California law requires an accident report to be filed with the state police department and the Department of Motor Vehicles (DMV). Failing to do so means losing information that could be incredibly valuable to your claim and could result in a legal offense that carries financial penalties and jail time.
State law requires you to file this report if you are involved in a collision that resulted in injury, property damage, or death to the driver or passenger. Although you can file in person, a legal representative (in this case, your attorney or insurance agent) can file your accident report if it involves:
- Damage to your property greater than $1,000
- Injuries to the driver or one or more passengers
- Death of any of the parties involved in the accident
Along with a detailed statement of damages, your report must present the following information:
- The date, time, and location in which the accident occurred
- The total number of vehicles involved in the collision
- The contact details, vehicle, and insurance of the complaining party and the accused
If the accident results in the death or injury of any passengers, you must also include their names and addresses and detailed descriptions of the injuries or property damage they suffered.
After reporting your accident, you or a licensed attorney can obtain a copy of the report by completing a CHP 190 Collision Request Form and submitting it with a photocopy of your state driver’s license, identification card, or notarized signature.
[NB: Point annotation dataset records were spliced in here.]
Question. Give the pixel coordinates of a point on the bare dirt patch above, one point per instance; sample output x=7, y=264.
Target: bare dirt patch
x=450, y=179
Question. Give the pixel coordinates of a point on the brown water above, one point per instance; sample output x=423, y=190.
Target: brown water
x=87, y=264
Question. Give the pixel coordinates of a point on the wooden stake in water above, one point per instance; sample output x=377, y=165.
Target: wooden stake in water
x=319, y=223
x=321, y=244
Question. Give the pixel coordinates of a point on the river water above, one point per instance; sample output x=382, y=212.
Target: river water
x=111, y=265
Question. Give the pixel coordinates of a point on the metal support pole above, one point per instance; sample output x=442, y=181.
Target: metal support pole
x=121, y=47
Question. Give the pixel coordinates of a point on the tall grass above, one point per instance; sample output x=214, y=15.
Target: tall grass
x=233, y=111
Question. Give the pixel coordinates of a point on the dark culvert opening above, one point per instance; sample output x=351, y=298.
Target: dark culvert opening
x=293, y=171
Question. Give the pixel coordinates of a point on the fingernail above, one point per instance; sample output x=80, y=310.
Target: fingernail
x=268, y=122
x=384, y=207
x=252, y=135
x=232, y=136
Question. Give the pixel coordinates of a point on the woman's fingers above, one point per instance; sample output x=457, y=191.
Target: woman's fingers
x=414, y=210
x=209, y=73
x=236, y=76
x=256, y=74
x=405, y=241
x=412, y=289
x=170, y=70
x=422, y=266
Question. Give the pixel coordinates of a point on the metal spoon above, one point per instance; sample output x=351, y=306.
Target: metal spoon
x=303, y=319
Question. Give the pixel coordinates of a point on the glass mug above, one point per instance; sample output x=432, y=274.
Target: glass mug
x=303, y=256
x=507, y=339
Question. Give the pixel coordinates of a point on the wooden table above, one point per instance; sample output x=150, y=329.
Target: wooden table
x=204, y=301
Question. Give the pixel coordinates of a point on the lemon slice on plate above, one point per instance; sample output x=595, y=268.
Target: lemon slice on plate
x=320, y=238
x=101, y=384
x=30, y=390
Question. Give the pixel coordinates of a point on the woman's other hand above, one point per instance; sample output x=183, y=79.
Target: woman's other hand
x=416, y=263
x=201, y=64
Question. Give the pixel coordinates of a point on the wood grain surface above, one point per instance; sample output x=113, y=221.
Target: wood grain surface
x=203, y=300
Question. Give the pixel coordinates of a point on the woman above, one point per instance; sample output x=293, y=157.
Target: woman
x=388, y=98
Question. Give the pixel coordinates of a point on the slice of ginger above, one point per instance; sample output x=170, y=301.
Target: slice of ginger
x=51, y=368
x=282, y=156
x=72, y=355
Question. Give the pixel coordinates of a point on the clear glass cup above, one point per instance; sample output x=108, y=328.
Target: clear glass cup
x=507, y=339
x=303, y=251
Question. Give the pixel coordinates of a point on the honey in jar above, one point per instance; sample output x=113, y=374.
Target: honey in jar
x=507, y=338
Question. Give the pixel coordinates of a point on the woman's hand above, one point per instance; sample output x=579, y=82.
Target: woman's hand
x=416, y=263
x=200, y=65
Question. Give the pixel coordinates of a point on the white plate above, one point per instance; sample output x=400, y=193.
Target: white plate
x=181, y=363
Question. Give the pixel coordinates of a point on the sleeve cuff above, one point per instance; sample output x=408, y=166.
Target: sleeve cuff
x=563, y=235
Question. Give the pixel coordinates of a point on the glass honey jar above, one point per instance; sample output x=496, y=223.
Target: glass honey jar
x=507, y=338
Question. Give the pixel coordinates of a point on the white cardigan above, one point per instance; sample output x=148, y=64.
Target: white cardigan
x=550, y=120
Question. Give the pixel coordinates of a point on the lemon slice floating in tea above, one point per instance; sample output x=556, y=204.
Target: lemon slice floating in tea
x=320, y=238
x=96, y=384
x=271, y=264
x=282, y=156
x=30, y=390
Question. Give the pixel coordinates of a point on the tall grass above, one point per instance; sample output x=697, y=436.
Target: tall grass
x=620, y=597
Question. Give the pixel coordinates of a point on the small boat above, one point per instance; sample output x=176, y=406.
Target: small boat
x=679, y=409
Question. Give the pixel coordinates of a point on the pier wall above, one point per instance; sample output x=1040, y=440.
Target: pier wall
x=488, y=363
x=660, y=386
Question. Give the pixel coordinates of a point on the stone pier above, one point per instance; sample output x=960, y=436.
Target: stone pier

This report contains factual data about your crash, such as weather conditions and forensic observations. With the help of a knowledgeable attorney, you can obtain this information to support your claim and secure your compensation.
If the affected driver cannot file the report, a passenger present at the incident may continue the process. Understanding the steps for filing an accident report helps you comply with state laws. It ensures you have evidence of your accident when negotiating your settlement with the other driver’s insurer.